The internet is full of fan fiction, often written by teenagers themselves, and young adult readers therefore expect their narrators to sound as though they have stepped straight from the playground. “Obviously, as publishers we have to curate the market,” Alltimes says. “But what the writing needs to have is an authenticity. Sometimes, authors err on the side of being too earnest, writing how they think teens should be rather than how they are.”

This authenticity is therefore one of the key elements that editors look out for when reading new manuscripts. “Teens and young adults are the fastest to sniff a whiff of anything condescending, try-hard, patronising,” Alltimes says. “It has to be really real.”

But a reader’s experience of a book, inevitably, also comes down to personal taste. “I’ve got some students who just read John Green books,” Newsham says. “I’ve got another student who just reads fantasy books. I’ve got some students who read both.”

And, she adds, teenagers may not always have the same tastes as their teachers - even teachers who queue alongside costumed teenagers to hear a fantasy author speak at a literary festival. Newsham, for example, disliked Looking for Alaska because she found the central character selfish and unlikeable. Her students, meanwhile, loved it.
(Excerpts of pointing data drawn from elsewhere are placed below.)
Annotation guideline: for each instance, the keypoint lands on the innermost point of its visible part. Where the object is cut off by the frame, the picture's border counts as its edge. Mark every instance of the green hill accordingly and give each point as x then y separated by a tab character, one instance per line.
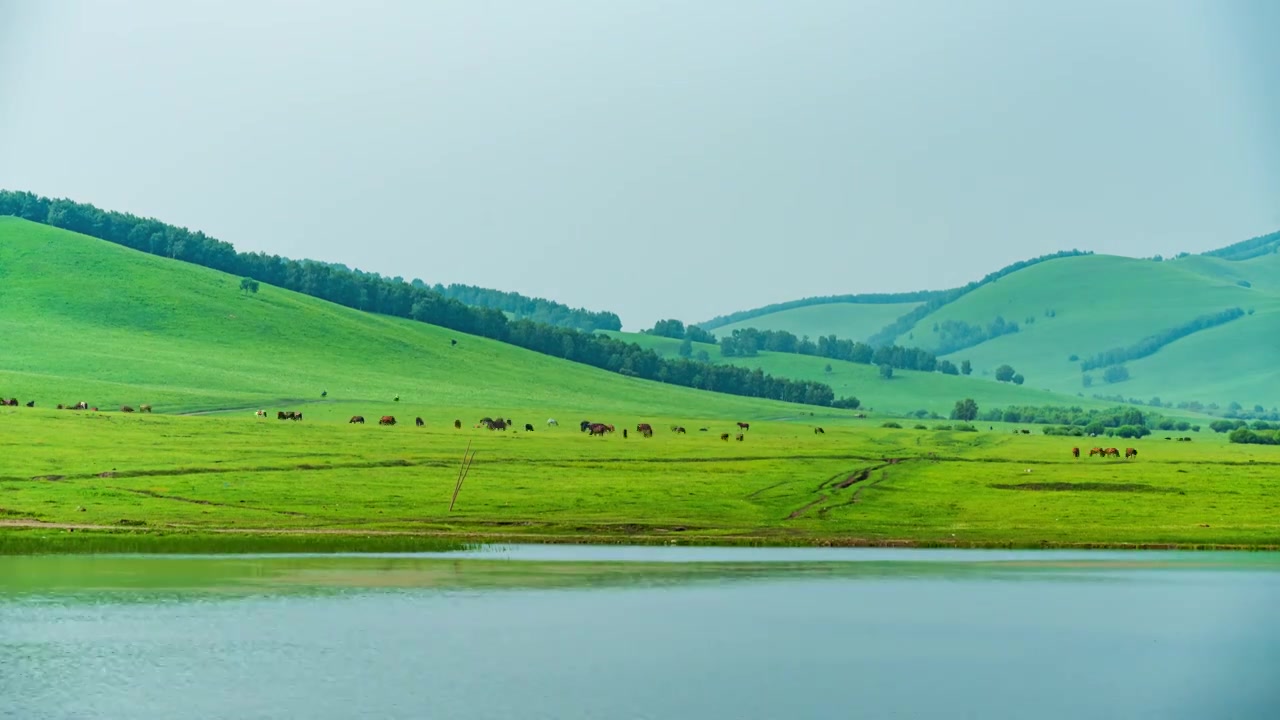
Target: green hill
86	319
906	392
1083	306
851	320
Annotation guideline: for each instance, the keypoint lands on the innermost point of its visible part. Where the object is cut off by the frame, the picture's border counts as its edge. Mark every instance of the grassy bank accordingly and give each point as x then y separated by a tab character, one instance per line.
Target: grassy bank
124	483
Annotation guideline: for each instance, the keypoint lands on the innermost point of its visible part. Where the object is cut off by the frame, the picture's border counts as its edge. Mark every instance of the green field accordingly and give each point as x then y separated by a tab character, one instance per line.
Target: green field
782	484
849	320
906	392
83	319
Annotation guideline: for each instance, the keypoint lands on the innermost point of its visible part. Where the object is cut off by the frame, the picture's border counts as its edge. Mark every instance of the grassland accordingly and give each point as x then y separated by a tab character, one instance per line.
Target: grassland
906	392
114	475
851	320
82	319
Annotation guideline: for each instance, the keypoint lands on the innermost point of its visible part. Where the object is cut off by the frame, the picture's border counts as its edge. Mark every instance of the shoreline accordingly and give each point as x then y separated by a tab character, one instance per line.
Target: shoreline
19	538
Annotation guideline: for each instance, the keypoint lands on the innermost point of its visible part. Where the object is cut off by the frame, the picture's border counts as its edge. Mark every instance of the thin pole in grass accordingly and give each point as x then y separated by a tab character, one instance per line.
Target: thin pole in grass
467	456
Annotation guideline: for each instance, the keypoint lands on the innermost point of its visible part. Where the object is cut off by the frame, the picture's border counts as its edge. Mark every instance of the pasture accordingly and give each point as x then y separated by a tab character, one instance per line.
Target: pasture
114	475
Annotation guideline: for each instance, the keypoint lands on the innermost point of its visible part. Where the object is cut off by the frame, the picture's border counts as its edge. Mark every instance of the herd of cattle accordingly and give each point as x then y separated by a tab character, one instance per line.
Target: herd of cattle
1106	452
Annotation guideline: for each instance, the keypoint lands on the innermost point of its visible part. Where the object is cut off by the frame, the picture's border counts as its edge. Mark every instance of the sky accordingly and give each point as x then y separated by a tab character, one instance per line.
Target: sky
657	158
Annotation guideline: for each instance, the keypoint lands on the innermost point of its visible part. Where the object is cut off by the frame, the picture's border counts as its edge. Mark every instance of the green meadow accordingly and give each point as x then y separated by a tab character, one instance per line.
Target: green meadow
86	320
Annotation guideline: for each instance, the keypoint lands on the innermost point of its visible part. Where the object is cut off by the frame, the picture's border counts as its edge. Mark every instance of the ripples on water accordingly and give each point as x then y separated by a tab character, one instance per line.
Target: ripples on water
617	632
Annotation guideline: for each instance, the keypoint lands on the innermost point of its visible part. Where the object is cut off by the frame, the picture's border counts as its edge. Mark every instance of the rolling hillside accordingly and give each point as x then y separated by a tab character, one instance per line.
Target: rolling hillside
1082	306
85	319
851	320
906	392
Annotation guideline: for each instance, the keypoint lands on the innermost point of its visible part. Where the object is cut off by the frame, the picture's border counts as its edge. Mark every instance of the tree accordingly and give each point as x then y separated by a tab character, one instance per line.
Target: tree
1115	374
965	410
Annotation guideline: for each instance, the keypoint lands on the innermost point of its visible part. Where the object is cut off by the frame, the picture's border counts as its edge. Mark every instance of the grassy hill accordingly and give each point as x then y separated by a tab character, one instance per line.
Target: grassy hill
1080	306
906	392
85	319
851	320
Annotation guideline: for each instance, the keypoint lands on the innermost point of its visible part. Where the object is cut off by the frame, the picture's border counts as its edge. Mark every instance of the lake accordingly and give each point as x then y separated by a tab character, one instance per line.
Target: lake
563	632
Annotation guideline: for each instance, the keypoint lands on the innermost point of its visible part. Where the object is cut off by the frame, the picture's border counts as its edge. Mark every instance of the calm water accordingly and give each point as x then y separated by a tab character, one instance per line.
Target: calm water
615	633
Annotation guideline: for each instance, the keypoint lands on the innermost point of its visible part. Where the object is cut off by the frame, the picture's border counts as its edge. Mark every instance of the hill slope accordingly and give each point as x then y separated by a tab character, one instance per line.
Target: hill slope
1082	306
85	319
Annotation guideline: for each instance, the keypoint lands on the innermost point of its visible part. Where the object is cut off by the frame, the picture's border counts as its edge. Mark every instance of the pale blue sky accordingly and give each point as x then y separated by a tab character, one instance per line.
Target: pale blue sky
658	158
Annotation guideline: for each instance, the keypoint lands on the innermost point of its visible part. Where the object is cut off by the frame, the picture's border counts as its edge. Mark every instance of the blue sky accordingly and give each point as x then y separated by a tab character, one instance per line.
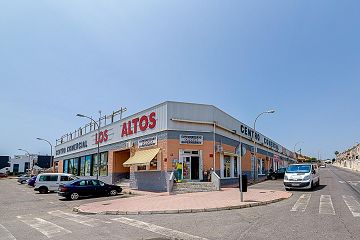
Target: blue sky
302	58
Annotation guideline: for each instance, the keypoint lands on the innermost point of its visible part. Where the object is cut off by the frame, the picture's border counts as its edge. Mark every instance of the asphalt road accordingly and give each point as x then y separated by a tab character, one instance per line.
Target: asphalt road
331	211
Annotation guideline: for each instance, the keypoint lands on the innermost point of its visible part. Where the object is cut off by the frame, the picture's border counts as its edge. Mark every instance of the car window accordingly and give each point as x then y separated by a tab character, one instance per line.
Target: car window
82	183
95	182
64	178
101	183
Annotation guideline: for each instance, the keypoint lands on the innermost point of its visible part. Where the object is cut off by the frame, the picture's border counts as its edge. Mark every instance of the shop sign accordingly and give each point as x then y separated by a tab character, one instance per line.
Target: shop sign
147	142
192	139
71	148
140	123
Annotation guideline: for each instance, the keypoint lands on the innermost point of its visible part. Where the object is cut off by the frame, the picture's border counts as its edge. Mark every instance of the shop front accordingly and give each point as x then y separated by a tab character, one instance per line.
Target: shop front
190	140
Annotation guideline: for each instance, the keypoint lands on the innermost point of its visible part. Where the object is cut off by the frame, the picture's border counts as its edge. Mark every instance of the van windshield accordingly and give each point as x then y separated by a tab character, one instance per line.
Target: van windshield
298	169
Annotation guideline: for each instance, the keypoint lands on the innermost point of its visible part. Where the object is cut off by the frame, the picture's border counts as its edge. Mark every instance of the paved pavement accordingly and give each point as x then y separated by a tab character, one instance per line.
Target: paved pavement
331	211
226	199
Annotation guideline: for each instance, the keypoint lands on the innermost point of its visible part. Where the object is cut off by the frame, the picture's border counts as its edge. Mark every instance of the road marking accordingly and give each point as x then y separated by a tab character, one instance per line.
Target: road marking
353	205
5	234
84	220
172	234
47	228
301	203
326	206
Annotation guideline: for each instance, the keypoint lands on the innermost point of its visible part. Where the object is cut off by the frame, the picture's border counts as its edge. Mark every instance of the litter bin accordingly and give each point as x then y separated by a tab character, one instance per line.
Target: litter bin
244	182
“I couldn’t relate to her because I’m not a teenager any more,” Newsham says. “I come to it from a very adult perspective, whereas they come to it from a very teenage perspective.” She pauses. “Well, they would, wouldn’t they?”

What teenagers will be reading this summer

John Green: The Fault in Our Stars, Looking for Alaska

Death, cancer, drink-driving, bereavement. Also teen sex. Judy Blume for the modern era but without the hideous social shame heaped on anyone called Ralph.

Soman Chainani: The School for Good and Evil series

Every four years, two children are taken from the village of Gavaldon: one to be enrolled in the School for Good, which prepares children to become fairy-tale heroes, the other in the School for Evil, which trains them to be fairy-tale villains. Harry Potter meets Clueless.

Rainbow Rowell: Eleanor amp; Park, Fangirl

Eleanor amp; Park is about comics and mix tapes, with racist bullying and domestic abuse thrown in for good measure. Fangirl is a story about twins, first love and fan fiction. It includes a fictional novelist called Simon Snow, whose novels are a homage to Harry Potter. Teen fiction will eat itself.

Holly Smale: Geek Girl series

Harriet Manners is a geek. She knows that bats always turn left when exiting a cave and that peanuts are an ingredient in dynamite. No one at school likes her. Harriet is spotted by a model agent and tries to reinvent herself. If a kindly adult had simply told her a) that her time would come at university and b) about the existence of pub quizzes, she might have been spared a lot of angst.

Cassandra Clare: The Mortal Instruments series

A thousand years ago, the angel Raziel mixed his blood with that of humans and created a race of human-angel hybrids, called Nephilim. These Nephilim, or Shadowhunters, protect the world from interdimensional demons bent on destruction. A bit like Buffy the Vampire Slayer, but with tattoos.

Veronica Roth: Divergent trilogy

Here’s what Wikipedia says: “Beatrice, an Abnegation born and Dauntless transfer, must figure out her life as a Divergent.” The film of the first novel in the series was released in April, so most teenagers ought to be able to translate that for you.